One of these days I'm writing a book on writing. I'm looking for a term now for unattributed dialog. Orphaned dialog. Headless lines. Detached word balloons.

This is when there is a line -- usually of low semantic value -- that doesn't get attributed and can't be easily linked to a specific character.

So not what happens when there are two people in a discussion and you omit tags (like omitting the repeated header from MIDI "Running Status" messages). Aka:

"It is not," Alice said.

"It most certainly is," Bob countered.

"Is not."

"Is."

"Is not, and I have the graphs to prove it," Alice concluded triumphantly.

Also not the case when you have a speaker with such a distinctive voice, or a specific subject, or there was a previous line directed towards them:

"Engineering?" Kirk glanced towards his chief.

"I canna give ye nay more; mah poor wee bairns are burning oop!"

Well, I thought I had an example, from the scene in the station when Doctor Who is first mentioned, but it turned out to be a bad example.
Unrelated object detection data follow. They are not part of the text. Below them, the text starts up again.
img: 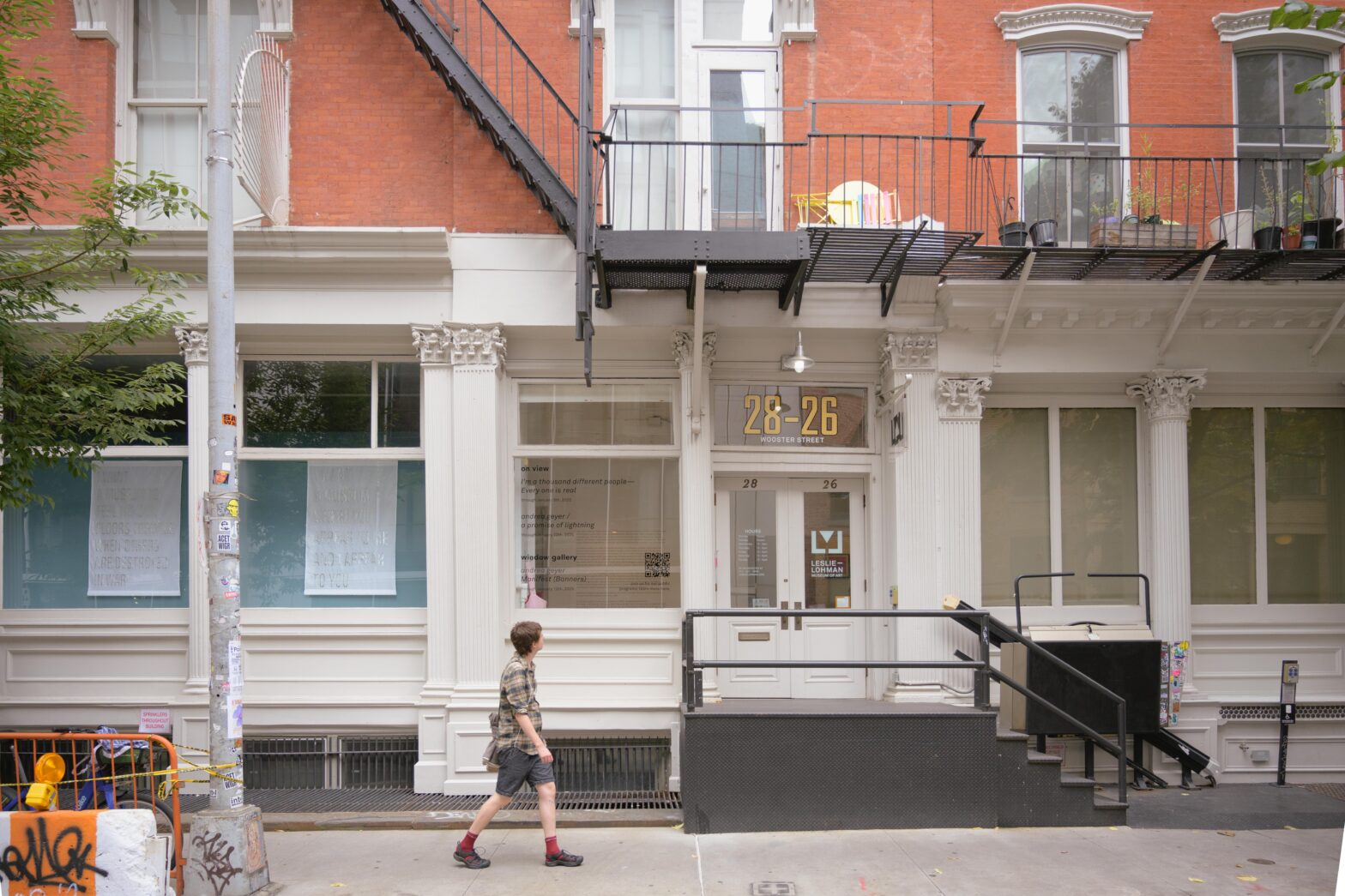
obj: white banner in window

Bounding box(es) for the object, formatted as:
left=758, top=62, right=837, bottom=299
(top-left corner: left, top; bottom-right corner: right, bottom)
left=88, top=460, right=182, bottom=598
left=304, top=460, right=397, bottom=595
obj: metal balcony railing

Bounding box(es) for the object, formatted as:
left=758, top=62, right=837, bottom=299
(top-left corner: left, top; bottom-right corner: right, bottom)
left=597, top=113, right=1345, bottom=249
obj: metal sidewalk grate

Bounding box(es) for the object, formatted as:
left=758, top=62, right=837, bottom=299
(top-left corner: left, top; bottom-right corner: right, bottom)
left=182, top=787, right=682, bottom=813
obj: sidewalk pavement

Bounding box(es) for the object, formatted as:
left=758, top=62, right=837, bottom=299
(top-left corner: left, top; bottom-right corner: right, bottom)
left=254, top=818, right=1342, bottom=896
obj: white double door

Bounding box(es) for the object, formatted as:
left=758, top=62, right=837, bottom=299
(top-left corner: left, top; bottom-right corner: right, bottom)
left=715, top=473, right=867, bottom=698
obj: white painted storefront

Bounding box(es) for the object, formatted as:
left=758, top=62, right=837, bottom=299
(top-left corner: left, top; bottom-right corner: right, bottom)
left=0, top=227, right=1345, bottom=792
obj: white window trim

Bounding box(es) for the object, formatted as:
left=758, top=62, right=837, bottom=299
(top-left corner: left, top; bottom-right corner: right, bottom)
left=978, top=394, right=1151, bottom=626
left=1188, top=394, right=1345, bottom=613
left=995, top=3, right=1154, bottom=50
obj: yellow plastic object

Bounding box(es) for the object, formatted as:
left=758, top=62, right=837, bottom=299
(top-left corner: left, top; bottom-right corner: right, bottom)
left=23, top=785, right=57, bottom=813
left=33, top=754, right=66, bottom=785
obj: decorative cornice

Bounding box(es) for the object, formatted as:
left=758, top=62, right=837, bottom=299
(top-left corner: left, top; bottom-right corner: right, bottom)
left=878, top=333, right=938, bottom=368
left=71, top=0, right=117, bottom=45
left=412, top=324, right=453, bottom=364
left=172, top=324, right=210, bottom=367
left=938, top=376, right=990, bottom=420
left=1210, top=7, right=1345, bottom=45
left=1125, top=370, right=1205, bottom=421
left=995, top=3, right=1154, bottom=42
left=447, top=324, right=504, bottom=370
left=672, top=329, right=720, bottom=370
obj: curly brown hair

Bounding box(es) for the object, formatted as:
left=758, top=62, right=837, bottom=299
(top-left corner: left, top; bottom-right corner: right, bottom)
left=509, top=620, right=542, bottom=657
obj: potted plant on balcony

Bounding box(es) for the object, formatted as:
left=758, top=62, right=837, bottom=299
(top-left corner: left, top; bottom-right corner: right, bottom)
left=999, top=196, right=1028, bottom=246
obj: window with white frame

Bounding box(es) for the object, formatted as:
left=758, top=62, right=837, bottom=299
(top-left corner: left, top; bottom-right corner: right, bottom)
left=4, top=355, right=191, bottom=610
left=130, top=0, right=261, bottom=227
left=608, top=0, right=679, bottom=230
left=1233, top=50, right=1338, bottom=227
left=239, top=359, right=426, bottom=607
left=980, top=406, right=1139, bottom=607
left=514, top=382, right=682, bottom=610
left=1188, top=406, right=1345, bottom=604
left=1021, top=47, right=1125, bottom=244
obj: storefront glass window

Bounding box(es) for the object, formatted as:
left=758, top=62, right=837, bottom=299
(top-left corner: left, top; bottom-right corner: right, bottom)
left=4, top=457, right=191, bottom=610
left=516, top=457, right=680, bottom=608
left=239, top=460, right=426, bottom=607
left=1265, top=407, right=1345, bottom=604
left=980, top=407, right=1051, bottom=607
left=1060, top=407, right=1142, bottom=604
left=1186, top=407, right=1257, bottom=604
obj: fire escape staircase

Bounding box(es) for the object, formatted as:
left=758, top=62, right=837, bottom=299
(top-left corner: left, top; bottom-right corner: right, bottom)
left=381, top=0, right=582, bottom=241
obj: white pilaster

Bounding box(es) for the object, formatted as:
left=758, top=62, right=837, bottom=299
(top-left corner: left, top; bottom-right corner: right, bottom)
left=879, top=333, right=943, bottom=702
left=672, top=329, right=720, bottom=700
left=931, top=376, right=990, bottom=702
left=412, top=326, right=456, bottom=794
left=173, top=324, right=210, bottom=701
left=1125, top=370, right=1205, bottom=653
left=443, top=324, right=511, bottom=792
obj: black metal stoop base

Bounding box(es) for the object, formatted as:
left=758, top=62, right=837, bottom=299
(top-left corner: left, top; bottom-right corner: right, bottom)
left=682, top=700, right=1125, bottom=834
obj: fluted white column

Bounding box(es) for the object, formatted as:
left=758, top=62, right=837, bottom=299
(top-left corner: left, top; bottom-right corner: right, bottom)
left=173, top=324, right=210, bottom=698
left=879, top=333, right=943, bottom=702
left=412, top=324, right=457, bottom=794
left=931, top=376, right=990, bottom=700
left=448, top=324, right=509, bottom=705
left=672, top=331, right=720, bottom=698
left=412, top=326, right=456, bottom=702
left=1125, top=370, right=1205, bottom=653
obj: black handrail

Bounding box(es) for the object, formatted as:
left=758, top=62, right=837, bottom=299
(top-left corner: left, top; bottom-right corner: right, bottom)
left=682, top=608, right=1129, bottom=804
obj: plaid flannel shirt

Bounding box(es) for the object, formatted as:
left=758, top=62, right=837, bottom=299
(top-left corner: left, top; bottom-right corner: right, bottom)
left=499, top=654, right=542, bottom=756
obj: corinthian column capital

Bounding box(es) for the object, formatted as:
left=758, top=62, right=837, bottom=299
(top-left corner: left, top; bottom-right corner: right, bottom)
left=936, top=376, right=990, bottom=420
left=1125, top=370, right=1205, bottom=421
left=172, top=324, right=210, bottom=367
left=672, top=329, right=720, bottom=370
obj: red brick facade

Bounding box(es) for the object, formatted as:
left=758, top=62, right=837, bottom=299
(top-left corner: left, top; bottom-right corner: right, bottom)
left=19, top=0, right=1339, bottom=232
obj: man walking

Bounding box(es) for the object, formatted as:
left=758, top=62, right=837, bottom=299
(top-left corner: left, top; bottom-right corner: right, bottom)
left=453, top=622, right=584, bottom=869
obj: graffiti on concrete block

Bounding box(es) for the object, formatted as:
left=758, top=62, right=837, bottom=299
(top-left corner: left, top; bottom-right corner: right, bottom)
left=0, top=813, right=107, bottom=896
left=191, top=833, right=244, bottom=896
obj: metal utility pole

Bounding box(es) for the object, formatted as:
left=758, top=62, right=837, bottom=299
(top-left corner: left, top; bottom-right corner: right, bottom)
left=185, top=0, right=270, bottom=896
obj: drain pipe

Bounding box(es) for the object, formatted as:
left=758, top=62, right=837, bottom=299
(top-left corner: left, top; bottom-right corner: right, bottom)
left=691, top=265, right=706, bottom=436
There's two or three orphaned lines in that scene but they could just as easily be attached to an alternating speaker.

I made the choice for Fox and Hounds to over-attribute. I am going with the general advice that "said" is invisible so I'm including it more often than is strictly necessary. I did notice, though, reading to see if I had a better example of an orphaned line, that I tend to leave off attribution of a lot of Penny's lines. The reason being; she's the POV character, and conversations happen because she is there. In many cases, she is reporting on it because she is part of it.

Well, that and she has a distinct voice.

***

I was glancing over the print version again -- I have a bunch of corrections, edits, and general tweaking to go still -- and right there on page 7 I hit a dangerous one:

“The task of the archaeological field worker,” Leslie said, “Is to get the data out of the ground."

Goddamn automatic capitalization! I feel like turning that off if it is going to do that sort of thing to me. The second quotation following the attribution should, of course, not be capitalized; "is to get the data out of the ground."

But since the automatic capitalization did this, it may occur multiple times in the manuscript. That means I have to go through the whole damn thing manually. And it has to be done by hand because it entirely depends on nuances of phrasing that automatic tools are very bad at understanding (heck, ProWritingAid doesn't do well with clauses. Dialog is pretty much beyond it.)

Well, I can probably find most of them by searching the combination (, ").

***

I am conflicted on directions here. I am eager to get Hounds in the store, but at the same time, I could build momentum better if I had another book coming out within a month or two after it. Add to this, I have beta readers currently working on Hounds, and I am still into the experiment of trying to finish Wedding in 4-6 months.

And I just got another email. Mom has been beating the bushes, and the family friends she's found have all been more than what I can ascribe to being merely supportive. Oh, yes. And not a one of them reads electronically. It's all print, all the time.

***

Just found this absolutely perfect guide to the proper capitalization of dialogue:

1. Steve said,  "Good morning."

2. "Good morning,"  said Steve.

3. Steve said,  "Good morning,"  then sat down.

4. "Ladies and gentlemen,"  said Steve,  "good morning."